During discussion, Parker recounted a text conversation with Naoum earlier that day, in which Parker said he would be wearing a Jerusalem stole to his installation as the 15th primate of the Anglican Church of Canada, telling his Palestinian counterpart, “Know that it is for you and your people.
“Hosam responded, ‘Jerusalem loves you and embraces you with prayers,’” Parker said. “He then said, ‘I wish I was there for you,’ and I said, ‘You are.’ This motion will give significant substance to that exchange.”
Russell said he was encouraged by the motion’s inclusion of St. George’s College, which he said should be a prominent part of the church’s efforts to stay in touch with the diocese of Jerusalem.
Canon Nicola Skinner, clergy delegate for the diocese of Toronto, seconded the motion. She referred to the previous day’s gospel passage in which Jesus prays in the Garden of Gethsemane amid silence and darkness before his crucifixion, anticipating—in the words of the First Nations Version of the Bible—“this bitter road of pain and sorrow.” Jesus returns to his disciples to find them sleeping.

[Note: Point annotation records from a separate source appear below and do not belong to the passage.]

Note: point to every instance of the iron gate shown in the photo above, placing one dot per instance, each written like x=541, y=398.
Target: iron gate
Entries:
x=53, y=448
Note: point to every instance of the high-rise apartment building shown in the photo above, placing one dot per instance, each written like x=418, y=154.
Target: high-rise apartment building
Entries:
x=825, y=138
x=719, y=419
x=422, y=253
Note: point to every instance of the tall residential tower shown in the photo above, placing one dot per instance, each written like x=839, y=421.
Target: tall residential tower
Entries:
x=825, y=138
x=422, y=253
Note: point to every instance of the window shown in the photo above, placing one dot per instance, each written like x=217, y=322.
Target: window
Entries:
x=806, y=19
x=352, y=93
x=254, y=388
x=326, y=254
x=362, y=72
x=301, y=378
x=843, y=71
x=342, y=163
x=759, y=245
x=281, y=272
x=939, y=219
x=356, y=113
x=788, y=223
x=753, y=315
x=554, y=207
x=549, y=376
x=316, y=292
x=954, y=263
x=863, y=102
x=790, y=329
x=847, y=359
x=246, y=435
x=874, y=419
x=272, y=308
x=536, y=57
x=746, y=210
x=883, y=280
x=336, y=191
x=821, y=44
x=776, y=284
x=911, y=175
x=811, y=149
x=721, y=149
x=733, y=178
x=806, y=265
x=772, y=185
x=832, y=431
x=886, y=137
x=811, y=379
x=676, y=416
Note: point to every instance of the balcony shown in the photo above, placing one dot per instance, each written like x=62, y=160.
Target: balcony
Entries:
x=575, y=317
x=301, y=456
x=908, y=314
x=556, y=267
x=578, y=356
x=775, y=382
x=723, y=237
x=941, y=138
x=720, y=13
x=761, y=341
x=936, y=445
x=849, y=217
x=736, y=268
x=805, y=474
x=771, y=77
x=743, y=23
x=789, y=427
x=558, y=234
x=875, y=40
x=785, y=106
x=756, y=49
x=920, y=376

“This motion just very simply calls us as a synod to not be silent, to not sleep while our relations, our family in Palestine, in the diocese of Jerusalem, in the Middle East are living through their Gethsemane, their scourging and their crucifixion,” Skinner said. “Women and children are being killed every day simply lining up to get food.”
Resolution C011, she said, offered concrete, practical ways for the Anglican Church of Canada to keep speaking up for people in the Land of the Holy One, to support them through prayer and encouragement, to assist in ministries and hospitals of the diocese of Jerusalem and the Middle East, and to use all the tools at the church’s disposal to advocate for peace and reconciliation.
“The Palestinian peoples are walking a very bitter road of pain and sorrow … I urge us all not to be silent, not to be scared to speak up, not to be asleep whilst people in the Land of the Holy One are asking us to simply support them and let them know how deeply we here in Canada care for them,” Skinner said.